# Estimate ground state energy with HU

1. Jan 22, 2010

### saunderson

Hi,

i worked through several examples where the ground state energy of a particle in an arbitrary potential V(r) is estimated with Heisenberg's uncertainty relation.

In these examples they prepare the Hamiltonian for the particle. For example the Hamiltonian for a particle in a harmonic oscillator potential:

$$H = \frac{p^2}{2m} + \frac{1}{2} m \omega^2 x^2$$

Then they estimate the lower bound of the impulse

$$\Delta p = \frac{\hbar}{2\Delta x}$$

In the next step they substitute

$$p = \Delta p = \frac{\hbar}{2\Delta x} \qquad \mathrm{and} \qquad x = \Delta x$$
in the Hamiltonian and look for wich (\Delta x) the energy is minimal.

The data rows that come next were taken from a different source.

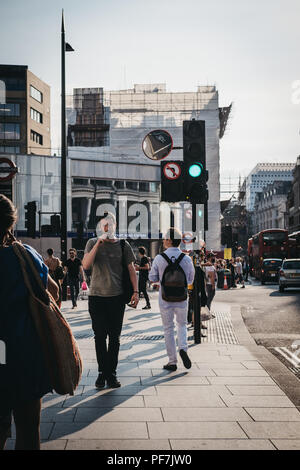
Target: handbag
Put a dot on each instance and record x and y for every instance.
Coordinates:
(126, 282)
(61, 353)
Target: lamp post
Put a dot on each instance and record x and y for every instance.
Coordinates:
(63, 233)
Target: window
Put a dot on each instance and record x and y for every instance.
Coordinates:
(38, 138)
(36, 94)
(9, 131)
(9, 149)
(10, 109)
(36, 116)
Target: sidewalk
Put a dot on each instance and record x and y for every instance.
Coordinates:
(226, 401)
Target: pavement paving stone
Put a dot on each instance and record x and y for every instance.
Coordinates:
(192, 430)
(255, 390)
(205, 414)
(222, 444)
(116, 444)
(100, 430)
(241, 380)
(286, 444)
(272, 430)
(171, 401)
(100, 401)
(257, 401)
(240, 373)
(119, 415)
(274, 414)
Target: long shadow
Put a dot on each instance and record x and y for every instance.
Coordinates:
(111, 398)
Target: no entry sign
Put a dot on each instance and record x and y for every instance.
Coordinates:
(8, 169)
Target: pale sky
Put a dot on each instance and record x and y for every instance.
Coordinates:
(249, 49)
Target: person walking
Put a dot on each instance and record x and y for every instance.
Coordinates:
(210, 274)
(143, 270)
(239, 271)
(23, 377)
(105, 255)
(55, 271)
(173, 310)
(73, 267)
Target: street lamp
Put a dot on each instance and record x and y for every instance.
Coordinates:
(63, 236)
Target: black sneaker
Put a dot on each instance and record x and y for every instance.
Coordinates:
(185, 359)
(100, 382)
(170, 367)
(113, 382)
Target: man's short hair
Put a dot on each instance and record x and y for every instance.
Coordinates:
(174, 235)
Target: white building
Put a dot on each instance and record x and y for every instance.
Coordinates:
(264, 174)
(132, 114)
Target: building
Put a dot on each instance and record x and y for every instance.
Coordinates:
(24, 112)
(264, 174)
(111, 140)
(294, 201)
(270, 207)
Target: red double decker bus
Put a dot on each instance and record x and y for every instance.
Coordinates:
(271, 243)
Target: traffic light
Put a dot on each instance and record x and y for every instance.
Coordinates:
(30, 218)
(172, 184)
(55, 224)
(194, 157)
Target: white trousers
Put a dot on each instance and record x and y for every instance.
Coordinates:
(168, 315)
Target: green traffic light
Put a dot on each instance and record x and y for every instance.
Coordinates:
(195, 170)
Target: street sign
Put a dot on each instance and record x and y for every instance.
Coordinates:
(8, 169)
(172, 171)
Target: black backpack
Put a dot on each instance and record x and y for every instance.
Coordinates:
(174, 283)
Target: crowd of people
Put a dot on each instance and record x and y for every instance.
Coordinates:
(24, 379)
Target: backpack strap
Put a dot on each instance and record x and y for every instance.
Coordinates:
(180, 257)
(166, 258)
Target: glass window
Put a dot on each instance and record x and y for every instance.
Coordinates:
(10, 109)
(36, 94)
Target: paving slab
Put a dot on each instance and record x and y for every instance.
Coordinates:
(274, 414)
(205, 414)
(116, 444)
(272, 430)
(191, 430)
(222, 444)
(119, 415)
(99, 430)
(255, 390)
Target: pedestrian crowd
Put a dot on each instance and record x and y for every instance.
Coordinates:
(116, 279)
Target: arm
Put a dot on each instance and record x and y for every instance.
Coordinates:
(53, 288)
(132, 274)
(89, 258)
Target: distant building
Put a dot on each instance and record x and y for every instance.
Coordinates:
(270, 206)
(264, 174)
(24, 112)
(294, 201)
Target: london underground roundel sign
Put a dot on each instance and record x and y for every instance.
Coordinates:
(172, 171)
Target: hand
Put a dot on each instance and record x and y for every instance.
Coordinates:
(134, 300)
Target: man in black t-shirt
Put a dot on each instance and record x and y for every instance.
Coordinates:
(74, 267)
(143, 275)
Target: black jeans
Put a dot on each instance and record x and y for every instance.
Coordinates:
(143, 288)
(107, 315)
(74, 289)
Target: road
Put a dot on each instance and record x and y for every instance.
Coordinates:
(272, 318)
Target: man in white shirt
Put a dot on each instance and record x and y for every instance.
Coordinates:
(169, 310)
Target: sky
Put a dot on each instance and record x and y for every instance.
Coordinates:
(248, 49)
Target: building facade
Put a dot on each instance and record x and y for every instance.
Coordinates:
(264, 174)
(294, 201)
(114, 145)
(270, 207)
(24, 112)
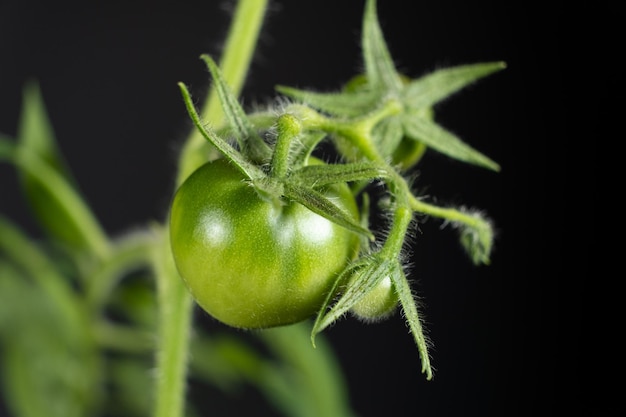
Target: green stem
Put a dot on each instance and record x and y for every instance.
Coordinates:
(176, 304)
(450, 214)
(175, 320)
(238, 51)
(288, 128)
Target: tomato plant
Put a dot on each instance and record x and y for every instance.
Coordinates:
(260, 234)
(249, 262)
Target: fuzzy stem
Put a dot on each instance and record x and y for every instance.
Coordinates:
(288, 128)
(175, 302)
(238, 51)
(450, 214)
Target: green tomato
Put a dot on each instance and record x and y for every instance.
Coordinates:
(249, 263)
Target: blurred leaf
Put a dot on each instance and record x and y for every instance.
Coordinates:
(44, 373)
(48, 187)
(132, 384)
(304, 381)
(49, 362)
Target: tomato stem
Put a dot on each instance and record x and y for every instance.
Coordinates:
(288, 129)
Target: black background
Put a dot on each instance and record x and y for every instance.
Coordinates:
(108, 72)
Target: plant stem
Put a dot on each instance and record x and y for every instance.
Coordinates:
(175, 302)
(238, 51)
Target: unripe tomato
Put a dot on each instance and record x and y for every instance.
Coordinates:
(249, 263)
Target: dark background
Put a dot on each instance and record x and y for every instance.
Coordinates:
(108, 72)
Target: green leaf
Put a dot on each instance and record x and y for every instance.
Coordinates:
(477, 238)
(412, 317)
(304, 382)
(51, 191)
(319, 204)
(443, 141)
(438, 85)
(246, 167)
(63, 209)
(379, 66)
(387, 135)
(363, 276)
(245, 133)
(44, 374)
(349, 104)
(49, 365)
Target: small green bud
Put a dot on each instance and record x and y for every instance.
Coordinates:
(378, 304)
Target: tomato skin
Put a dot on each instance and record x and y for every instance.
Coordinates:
(249, 263)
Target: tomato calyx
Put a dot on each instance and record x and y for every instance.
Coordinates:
(381, 124)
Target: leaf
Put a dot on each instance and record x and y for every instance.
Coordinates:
(409, 308)
(438, 85)
(63, 209)
(44, 375)
(387, 135)
(441, 140)
(51, 191)
(320, 175)
(245, 132)
(319, 204)
(35, 130)
(305, 382)
(362, 276)
(380, 69)
(477, 238)
(49, 367)
(245, 166)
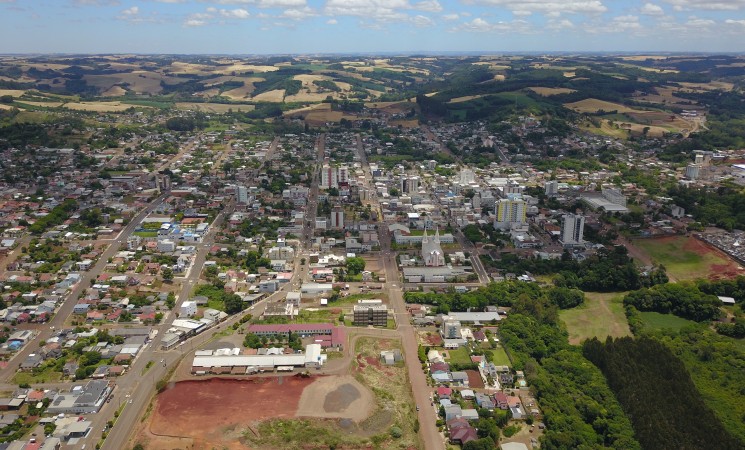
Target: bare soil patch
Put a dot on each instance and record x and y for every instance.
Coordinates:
(340, 397)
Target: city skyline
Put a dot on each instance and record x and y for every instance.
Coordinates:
(383, 26)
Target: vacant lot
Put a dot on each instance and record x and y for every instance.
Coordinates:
(601, 316)
(99, 106)
(547, 92)
(213, 413)
(592, 105)
(687, 258)
(217, 108)
(657, 321)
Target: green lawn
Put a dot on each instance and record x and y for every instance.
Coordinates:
(499, 357)
(459, 356)
(659, 321)
(679, 257)
(601, 316)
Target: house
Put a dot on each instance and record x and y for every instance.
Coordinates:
(452, 412)
(460, 431)
(459, 378)
(439, 368)
(501, 400)
(484, 401)
(444, 392)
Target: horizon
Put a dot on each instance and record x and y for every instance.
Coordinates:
(303, 27)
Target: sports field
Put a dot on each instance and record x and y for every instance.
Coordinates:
(687, 258)
(601, 316)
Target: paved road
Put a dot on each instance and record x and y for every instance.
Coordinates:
(85, 282)
(428, 431)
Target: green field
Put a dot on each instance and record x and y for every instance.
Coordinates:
(601, 316)
(499, 357)
(680, 257)
(459, 356)
(659, 321)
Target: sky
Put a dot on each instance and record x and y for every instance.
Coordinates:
(370, 26)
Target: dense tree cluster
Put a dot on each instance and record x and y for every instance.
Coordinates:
(607, 271)
(579, 409)
(682, 299)
(657, 393)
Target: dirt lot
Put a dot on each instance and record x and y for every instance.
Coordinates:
(181, 412)
(336, 397)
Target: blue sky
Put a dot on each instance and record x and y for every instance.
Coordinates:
(348, 26)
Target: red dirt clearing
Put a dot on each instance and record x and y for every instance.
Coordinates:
(203, 409)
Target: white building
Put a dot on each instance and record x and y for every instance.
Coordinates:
(166, 245)
(188, 309)
(572, 230)
(329, 177)
(337, 217)
(551, 188)
(510, 212)
(467, 176)
(241, 194)
(432, 253)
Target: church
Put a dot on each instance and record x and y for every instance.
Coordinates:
(431, 251)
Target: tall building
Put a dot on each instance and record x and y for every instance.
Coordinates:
(409, 184)
(343, 176)
(467, 176)
(432, 253)
(551, 188)
(614, 195)
(241, 194)
(510, 211)
(337, 217)
(572, 230)
(329, 177)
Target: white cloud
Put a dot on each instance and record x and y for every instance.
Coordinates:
(422, 21)
(650, 9)
(543, 6)
(379, 10)
(428, 6)
(238, 13)
(479, 25)
(696, 22)
(707, 5)
(298, 13)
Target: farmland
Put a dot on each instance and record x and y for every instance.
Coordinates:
(601, 316)
(688, 258)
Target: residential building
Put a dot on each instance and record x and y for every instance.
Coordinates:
(370, 314)
(510, 212)
(572, 230)
(432, 253)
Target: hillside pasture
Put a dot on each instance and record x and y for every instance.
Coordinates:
(547, 92)
(687, 258)
(601, 315)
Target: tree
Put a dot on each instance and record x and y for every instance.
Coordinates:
(233, 304)
(480, 444)
(167, 274)
(355, 265)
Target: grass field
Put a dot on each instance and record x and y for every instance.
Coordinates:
(592, 105)
(601, 316)
(657, 321)
(459, 356)
(686, 258)
(499, 357)
(547, 92)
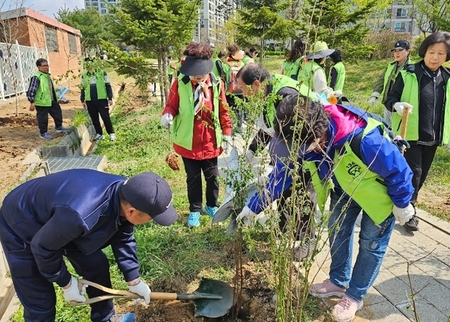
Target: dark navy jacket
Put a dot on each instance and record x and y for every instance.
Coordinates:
(70, 210)
(379, 154)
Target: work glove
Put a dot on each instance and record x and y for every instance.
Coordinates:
(73, 293)
(166, 120)
(401, 143)
(249, 156)
(226, 143)
(246, 216)
(400, 106)
(141, 289)
(373, 98)
(403, 215)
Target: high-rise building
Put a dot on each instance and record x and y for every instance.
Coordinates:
(100, 5)
(212, 16)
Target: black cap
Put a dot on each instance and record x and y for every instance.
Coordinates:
(196, 66)
(151, 194)
(401, 44)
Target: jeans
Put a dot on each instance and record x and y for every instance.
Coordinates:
(373, 242)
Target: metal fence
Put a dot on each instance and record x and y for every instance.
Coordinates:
(17, 64)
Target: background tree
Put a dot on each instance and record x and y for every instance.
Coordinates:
(432, 15)
(156, 27)
(340, 23)
(261, 19)
(92, 25)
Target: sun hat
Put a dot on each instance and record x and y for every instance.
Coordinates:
(401, 44)
(196, 66)
(151, 194)
(239, 55)
(319, 50)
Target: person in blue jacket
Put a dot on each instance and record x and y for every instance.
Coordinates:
(375, 179)
(73, 214)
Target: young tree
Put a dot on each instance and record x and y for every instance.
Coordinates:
(340, 23)
(432, 15)
(156, 26)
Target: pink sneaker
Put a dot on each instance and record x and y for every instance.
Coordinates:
(346, 308)
(326, 289)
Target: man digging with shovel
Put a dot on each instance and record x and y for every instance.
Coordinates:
(73, 214)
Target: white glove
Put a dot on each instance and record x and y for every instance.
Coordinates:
(166, 120)
(400, 106)
(373, 98)
(73, 293)
(246, 216)
(141, 289)
(402, 215)
(249, 156)
(226, 143)
(338, 93)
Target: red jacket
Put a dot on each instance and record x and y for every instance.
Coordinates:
(204, 140)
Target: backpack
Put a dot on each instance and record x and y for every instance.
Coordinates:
(235, 66)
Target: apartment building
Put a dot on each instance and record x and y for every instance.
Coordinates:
(212, 16)
(100, 5)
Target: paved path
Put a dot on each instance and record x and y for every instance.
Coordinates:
(389, 300)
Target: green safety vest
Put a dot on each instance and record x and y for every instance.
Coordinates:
(306, 75)
(280, 81)
(354, 177)
(43, 96)
(292, 68)
(183, 123)
(411, 94)
(340, 69)
(99, 84)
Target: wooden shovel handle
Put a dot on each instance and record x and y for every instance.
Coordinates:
(404, 125)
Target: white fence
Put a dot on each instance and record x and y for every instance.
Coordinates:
(17, 63)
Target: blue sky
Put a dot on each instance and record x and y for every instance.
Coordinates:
(46, 7)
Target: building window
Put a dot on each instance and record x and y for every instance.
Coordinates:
(51, 36)
(401, 13)
(72, 44)
(400, 26)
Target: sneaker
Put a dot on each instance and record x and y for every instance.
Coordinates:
(46, 136)
(194, 219)
(211, 211)
(326, 289)
(412, 224)
(98, 137)
(346, 308)
(305, 249)
(62, 129)
(127, 317)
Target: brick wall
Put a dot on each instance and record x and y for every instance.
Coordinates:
(32, 32)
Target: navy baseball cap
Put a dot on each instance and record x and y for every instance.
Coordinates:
(151, 194)
(401, 44)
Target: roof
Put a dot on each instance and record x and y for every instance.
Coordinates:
(27, 12)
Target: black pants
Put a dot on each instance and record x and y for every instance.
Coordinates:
(101, 107)
(36, 293)
(42, 116)
(419, 158)
(194, 170)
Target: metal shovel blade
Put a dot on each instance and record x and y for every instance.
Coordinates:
(214, 308)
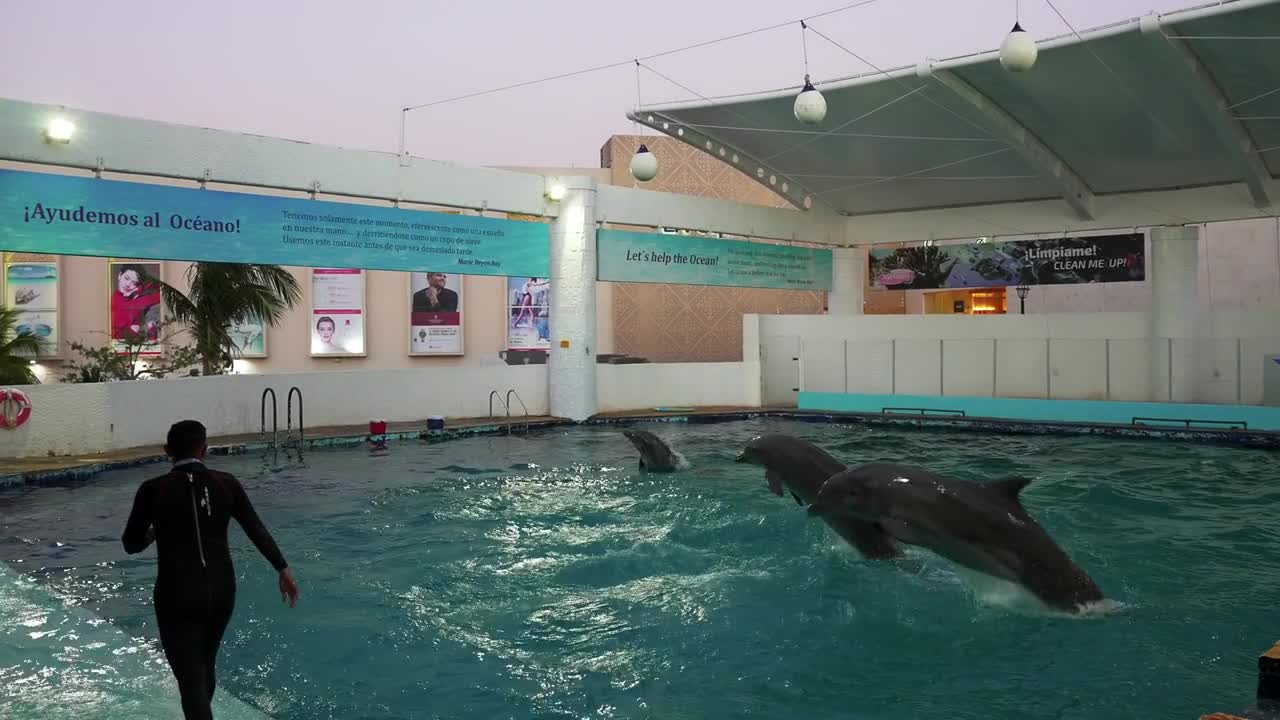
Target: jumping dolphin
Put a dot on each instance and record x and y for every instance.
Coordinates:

Of course they get the right result of the ground state energy, but for me it doesn't make sense. In my mind's eye i have always a distribution where (\Delta p) or (\Delta x) is the mean square deviation of the wave function in momentum space or position space. If, for example the mean value of p=0 then (\Delta p) says simply that the most measured impulses are in the range of (\Delta p)!? So, why is the above substitution valid?